The Emfasys memory godbox – it is really a memory cluster – machine can stripe data across all of those memory nodes for both reading and writing.
“We basically built a conventional cloud storage target with a ton of memory, with dozens of ports into this chip, and then stripe the transactions across all the memory,” Sankar tells The Next Platform. “Why did people say CXL is not useful for AI? Because they were looking at the bandwidth into one CXL port. But if you had a very fat, wide memory controller that could write across everything, so your data is striped as wide as you want – and by the way, that’s across one write from a one initiator doing it across if you had an application where this is effectively networked as one node – and you could use all the ports to actually break up your write across them. Now you can use the entire bandwidth across multiple links for your write. You can get as much memory bandwidth as you want through that, or throughput, I should say, so. Taking 100 gigabyte file can be a very low transfer time, depending on how many wires you use and how many memory channels you attach.”

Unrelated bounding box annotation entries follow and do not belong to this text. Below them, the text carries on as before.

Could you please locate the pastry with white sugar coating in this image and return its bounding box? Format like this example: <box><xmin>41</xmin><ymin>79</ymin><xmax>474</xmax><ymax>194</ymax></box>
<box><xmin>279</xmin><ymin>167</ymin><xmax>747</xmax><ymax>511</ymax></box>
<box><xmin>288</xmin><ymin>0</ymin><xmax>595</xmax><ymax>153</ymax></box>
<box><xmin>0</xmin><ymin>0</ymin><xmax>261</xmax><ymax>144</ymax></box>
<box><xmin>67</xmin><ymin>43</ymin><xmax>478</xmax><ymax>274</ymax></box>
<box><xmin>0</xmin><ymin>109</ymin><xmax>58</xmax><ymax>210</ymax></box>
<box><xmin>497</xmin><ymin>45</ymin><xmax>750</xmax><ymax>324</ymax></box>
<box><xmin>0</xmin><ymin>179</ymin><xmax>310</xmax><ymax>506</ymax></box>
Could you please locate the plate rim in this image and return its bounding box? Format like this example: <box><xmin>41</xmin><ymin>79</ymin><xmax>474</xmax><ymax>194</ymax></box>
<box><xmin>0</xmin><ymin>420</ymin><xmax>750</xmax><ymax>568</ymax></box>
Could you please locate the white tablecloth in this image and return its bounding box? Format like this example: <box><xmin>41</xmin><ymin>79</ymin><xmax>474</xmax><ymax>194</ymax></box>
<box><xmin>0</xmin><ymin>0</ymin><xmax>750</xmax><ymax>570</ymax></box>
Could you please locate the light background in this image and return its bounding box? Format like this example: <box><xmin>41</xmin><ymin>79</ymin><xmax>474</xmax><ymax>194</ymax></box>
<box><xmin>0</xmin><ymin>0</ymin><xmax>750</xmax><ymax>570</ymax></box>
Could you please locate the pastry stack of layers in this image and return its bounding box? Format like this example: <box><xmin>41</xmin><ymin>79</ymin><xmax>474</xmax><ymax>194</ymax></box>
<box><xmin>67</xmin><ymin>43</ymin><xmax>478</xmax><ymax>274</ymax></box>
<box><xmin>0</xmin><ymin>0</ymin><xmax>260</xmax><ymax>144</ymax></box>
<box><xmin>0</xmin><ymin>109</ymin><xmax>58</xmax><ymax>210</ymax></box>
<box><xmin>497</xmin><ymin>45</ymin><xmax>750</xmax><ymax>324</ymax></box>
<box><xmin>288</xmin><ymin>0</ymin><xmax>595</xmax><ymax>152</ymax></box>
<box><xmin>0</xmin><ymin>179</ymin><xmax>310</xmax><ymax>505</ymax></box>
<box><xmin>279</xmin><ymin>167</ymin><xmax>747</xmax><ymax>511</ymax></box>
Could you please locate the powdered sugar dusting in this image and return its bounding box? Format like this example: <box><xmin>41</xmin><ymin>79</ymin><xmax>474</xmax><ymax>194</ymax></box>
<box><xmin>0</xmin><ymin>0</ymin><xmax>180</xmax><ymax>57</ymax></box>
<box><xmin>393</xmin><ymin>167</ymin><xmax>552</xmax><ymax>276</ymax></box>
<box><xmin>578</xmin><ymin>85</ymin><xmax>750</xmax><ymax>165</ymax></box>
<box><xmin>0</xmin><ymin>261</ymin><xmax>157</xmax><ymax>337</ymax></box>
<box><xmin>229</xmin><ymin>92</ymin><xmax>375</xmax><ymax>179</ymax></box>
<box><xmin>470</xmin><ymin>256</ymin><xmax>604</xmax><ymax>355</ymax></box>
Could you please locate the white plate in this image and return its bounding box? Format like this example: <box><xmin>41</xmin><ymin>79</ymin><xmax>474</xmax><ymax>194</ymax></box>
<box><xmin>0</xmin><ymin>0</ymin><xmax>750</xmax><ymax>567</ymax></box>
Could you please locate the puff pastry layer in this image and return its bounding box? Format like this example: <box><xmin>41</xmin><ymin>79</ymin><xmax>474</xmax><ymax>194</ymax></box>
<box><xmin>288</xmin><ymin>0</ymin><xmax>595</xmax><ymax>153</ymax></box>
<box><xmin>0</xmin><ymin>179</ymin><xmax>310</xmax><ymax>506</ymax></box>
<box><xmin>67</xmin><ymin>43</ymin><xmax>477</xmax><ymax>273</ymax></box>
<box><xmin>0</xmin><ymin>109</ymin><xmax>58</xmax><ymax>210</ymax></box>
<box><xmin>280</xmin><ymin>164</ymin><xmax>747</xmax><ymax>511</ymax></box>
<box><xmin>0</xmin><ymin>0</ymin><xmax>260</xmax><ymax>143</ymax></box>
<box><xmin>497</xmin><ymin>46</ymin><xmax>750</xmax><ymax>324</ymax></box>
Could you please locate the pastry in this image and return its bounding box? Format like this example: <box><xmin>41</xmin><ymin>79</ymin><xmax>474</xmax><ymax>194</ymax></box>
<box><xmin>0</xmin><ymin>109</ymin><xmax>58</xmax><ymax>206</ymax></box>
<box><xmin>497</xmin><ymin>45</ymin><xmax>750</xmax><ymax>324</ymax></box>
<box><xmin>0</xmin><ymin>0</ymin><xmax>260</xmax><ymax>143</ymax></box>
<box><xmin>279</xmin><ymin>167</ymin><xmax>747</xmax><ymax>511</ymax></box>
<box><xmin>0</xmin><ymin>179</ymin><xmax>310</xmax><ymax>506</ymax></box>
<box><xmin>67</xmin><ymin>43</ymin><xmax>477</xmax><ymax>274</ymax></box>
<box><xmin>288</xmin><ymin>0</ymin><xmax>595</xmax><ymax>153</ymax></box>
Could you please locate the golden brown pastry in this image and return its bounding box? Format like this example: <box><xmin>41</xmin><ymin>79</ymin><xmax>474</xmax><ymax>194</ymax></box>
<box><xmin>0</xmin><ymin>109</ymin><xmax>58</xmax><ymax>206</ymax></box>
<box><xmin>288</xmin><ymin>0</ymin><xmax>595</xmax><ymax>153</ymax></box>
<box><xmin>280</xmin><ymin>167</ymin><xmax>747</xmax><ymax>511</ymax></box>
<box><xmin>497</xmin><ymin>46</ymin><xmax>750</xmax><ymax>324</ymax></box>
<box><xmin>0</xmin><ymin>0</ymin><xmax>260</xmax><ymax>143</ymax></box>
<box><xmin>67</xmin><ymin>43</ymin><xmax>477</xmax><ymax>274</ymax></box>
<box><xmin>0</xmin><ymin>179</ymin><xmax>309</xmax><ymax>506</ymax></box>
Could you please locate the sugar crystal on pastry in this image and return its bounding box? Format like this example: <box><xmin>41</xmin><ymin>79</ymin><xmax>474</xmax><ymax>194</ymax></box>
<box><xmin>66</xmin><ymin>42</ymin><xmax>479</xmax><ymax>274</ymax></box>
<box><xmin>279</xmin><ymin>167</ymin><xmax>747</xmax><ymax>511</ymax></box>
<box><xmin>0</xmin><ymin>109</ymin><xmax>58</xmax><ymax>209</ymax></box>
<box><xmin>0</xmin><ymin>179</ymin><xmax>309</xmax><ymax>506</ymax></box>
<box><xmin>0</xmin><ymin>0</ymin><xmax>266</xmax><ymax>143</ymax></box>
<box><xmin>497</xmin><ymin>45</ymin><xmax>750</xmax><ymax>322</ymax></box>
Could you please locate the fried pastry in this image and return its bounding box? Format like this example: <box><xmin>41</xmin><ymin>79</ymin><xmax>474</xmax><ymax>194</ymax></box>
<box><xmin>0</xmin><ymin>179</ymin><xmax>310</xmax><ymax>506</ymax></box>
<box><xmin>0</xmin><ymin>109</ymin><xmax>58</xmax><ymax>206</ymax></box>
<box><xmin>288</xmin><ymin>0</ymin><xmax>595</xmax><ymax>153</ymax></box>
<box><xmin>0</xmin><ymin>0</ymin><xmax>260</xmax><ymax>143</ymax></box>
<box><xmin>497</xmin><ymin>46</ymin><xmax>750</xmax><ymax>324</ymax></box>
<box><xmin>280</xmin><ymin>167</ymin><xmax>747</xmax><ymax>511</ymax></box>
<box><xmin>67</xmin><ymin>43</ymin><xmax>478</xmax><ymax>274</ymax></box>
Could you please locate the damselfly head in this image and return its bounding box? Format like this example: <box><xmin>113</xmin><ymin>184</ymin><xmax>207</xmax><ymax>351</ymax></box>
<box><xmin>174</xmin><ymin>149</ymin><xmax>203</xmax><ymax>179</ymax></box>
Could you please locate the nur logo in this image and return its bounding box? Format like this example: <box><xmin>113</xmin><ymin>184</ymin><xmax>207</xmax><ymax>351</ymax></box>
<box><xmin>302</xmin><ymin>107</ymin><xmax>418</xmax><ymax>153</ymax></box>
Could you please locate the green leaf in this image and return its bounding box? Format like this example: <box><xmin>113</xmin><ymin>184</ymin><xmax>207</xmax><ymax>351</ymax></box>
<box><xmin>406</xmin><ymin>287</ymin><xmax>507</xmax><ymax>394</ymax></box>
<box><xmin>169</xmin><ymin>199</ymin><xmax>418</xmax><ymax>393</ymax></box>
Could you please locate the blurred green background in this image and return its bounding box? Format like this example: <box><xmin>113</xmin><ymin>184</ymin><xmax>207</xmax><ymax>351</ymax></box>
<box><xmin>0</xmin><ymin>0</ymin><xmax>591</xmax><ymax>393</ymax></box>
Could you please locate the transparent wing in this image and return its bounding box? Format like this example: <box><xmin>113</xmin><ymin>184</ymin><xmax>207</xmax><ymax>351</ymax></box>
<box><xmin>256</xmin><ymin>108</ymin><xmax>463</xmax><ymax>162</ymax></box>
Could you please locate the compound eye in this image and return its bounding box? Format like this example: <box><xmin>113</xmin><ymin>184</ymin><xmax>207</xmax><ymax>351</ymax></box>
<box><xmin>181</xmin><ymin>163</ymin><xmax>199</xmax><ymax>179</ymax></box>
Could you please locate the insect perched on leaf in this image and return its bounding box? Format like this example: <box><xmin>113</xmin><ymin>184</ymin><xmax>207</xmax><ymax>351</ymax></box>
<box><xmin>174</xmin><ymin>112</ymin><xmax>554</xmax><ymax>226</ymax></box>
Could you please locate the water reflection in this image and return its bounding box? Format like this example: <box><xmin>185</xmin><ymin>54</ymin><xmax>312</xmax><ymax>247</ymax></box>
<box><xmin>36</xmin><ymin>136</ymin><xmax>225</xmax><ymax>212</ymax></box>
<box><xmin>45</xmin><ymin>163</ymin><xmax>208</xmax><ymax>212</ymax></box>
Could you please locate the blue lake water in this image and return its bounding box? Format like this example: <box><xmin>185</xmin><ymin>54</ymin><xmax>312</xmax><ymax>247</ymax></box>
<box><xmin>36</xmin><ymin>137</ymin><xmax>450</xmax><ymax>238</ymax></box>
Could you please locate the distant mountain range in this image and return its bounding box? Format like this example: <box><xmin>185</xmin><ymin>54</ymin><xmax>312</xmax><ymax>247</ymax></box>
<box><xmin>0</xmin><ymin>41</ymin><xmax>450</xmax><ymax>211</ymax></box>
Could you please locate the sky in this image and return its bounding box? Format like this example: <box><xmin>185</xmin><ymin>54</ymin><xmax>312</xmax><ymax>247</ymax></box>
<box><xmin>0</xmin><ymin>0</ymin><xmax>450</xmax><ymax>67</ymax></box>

The Emfasys box can support 18 parallel memory channels today, but is going to 28 channels next year. (It is not clear if that is an upgrade of the number of ACF-S SuperNICs in the box or a change in the ACF-S silicon.)
Here is a more detailed block diagram that shows how the KV cache setup is wired together:
This shows four GPU servers linked to a single memory godbox, but obviously it can scale larger than that.
Sankar is not providing pricing on the Emfasys memory godbox, but says that CXL memory does not have much of a premium over fat DDR5 memory. The main thing is that the Emfasys memory box can be linked to any GPU or XPU host through PCI-Express MCIO links and then it all looks like extended memory hanging off the GPU host server, just like Grace does in a Grace-Hopper or Grace-Blackwell complex.
When pressed for some kind of price/performance benefit, Sankar said that adding a rack of Emfasys machines to a quad of Nvidia GB200 NVL72 rackscale systems would cut the cost per token on AI inference in half. Considering that memory servers are not going to be cheap, that tells you how under-utilized the GPUs must be because of their memory capacity limits. To cut the cost of tokens in half by adding what might be millions of dollars of memory servers to a quad of Nvidia rackscale machines means that the GPUs have to more than double their throughput by adding this memory.
That will, no doubt, raise a whole lot of eyebrows and get more than a few hyperscalers and cloud builders picking up the phone.